15 May 2007

This Was Cafiero's



About half a half-century ago, this storefront on President Street near Columbia Street was Cafiero's Italian restaurant. I've always been suspicious of the buidling; I knew it was a well-known eatery once, but could never get the straight dope on it. Everyone always told me it used to be a "famous restaurant," with eyes wide, and then couldn't recall the name of the place. Finally, a local oldtimer who lives down the block from me, and had seen Cafiero's in action, gave me the news.

The name doesn't resonate much today, but once upon a time Cafiero's was one of the preeminent fine eats places in South Brooklyn, an establishment visited by the local mobsters as well as prominent lawyers, politicians and judges driving in from downtown Brooklyn. Story goes Joe DiMaggio wined and dined Marilyn Monroe here once or twice.

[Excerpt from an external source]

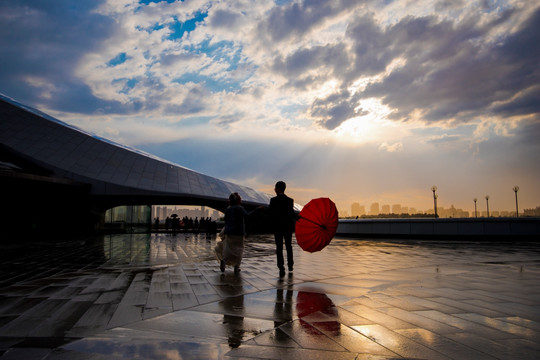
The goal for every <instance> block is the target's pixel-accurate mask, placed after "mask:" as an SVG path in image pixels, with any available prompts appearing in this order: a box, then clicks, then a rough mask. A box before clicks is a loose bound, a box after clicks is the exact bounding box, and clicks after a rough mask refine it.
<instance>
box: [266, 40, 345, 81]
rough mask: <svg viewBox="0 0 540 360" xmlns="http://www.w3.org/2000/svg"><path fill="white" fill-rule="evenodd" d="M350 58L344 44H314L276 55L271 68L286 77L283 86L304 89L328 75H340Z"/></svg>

The restaurant closed sometime in the early '50s, according to my oldtimer. If you peek through the ever-shuttered windows, you can spy high, ornately designed tin ceilings. I can't find out anything more about it, not a menu, not a picture, not an anecdote. Anybody out there got anything?

9 comments:

Nesta said...

Just discovered this blog, and it seems to be exactly what I've been looking for. I look forward to reading all the old entries and hope you keep it up.

Brooks of Sheffield said...

Thanks, Nesta. Hope you enjoy what you read.

Anonymous said...

The man with his hands on his hips is Sharkey- the owner- John

Anonymous said...

I grew up across the street from Cafieros. The owner was known as Sharkey. This was a real old fashioned family resturant.His brother Frank was the cook. His wife Katie and sister Mamie were the waitress'.His wife was always in a great mood humming away and always smiling.
Sharkey would always greet the neighborwomen by saying hello Sophie dear, or hello Connie dear. He lived above the resturant and his sister and her husband lived on the top floor. They only served lunch and one 6PM sitting for dinner. There were 6 tables in the front, and you could walk back through the kitchen to the back room to find another 8 tables. When I was a kid Sharkey would send me around the corner to the backery to get another 3 or 4 loaves of fresh Italian bread when he ran short. His wife would type up the menu for the day, there were no printed menus.He retired in the seventies and although was approached to sell the resturant many times, he always refused. I can remember one time some 15 years after he retired, someone would come back from being out of town to dine there only to discover Sharkey sitting outside telling them sorry, he's retired.
They would make the biggest here ever, only cutting off about 4 inchs from a loaf of Italian bread. Frank had a knack of pitching a ball of dough from the kitchen all the way to the front of the resturant where I would be waiting for my take out, and beam me in the head. He never missed and I never caught him in the act.
Boy I sure do miss those days. The kid across the street Ralph Scarfogliero

Brooks of Sheffield said...

Thanks Ralph! Great memories of what must have been a great place. If you don't mind, I'd like to post your recollections as a new separate item.

LindaQ said...

It was Arthur Miller who accompanied Marilyn Monroe to Cafiero's. My Uncle Sharkey didn't know who she was-hard to believe that was possible- and called her "girlie" as in, "Please have a seat here Girlie." My family has been telling this ridiculously funny story for years.

Diana Drucker said...

When I was a child my family's birthdays were celebrated at Cafiero's. My grandfather always had Sharkey present the bill to the birthday child who a couple of times nervously said they had no money but soon caught on and pointed to Grandpa. I loved the penny candy store nearby where we got a maryjane after Cafiero's bisque tortoni

AirPilot said...

I remember going there in the 1960's. You'd have to walk through the kitchen to get to the tables in the rear. As you did the aroma from the large pots of sauce cooking were irresistible. They would close for a month during the summer when the owner went to Saratoga for the races. One year I went bsck and they decided to close. Never even thought about selling it to keep it going. It was one of my greatest NYC food memories.

David Smith said...

Cafeiro's was open into the late 1960s. My father was a doctor in Red Hook from 1943 to 1971. His office was at 44 West 9th at the corner of Hicks Street. We ate at Cafeiro's all the time. Great food.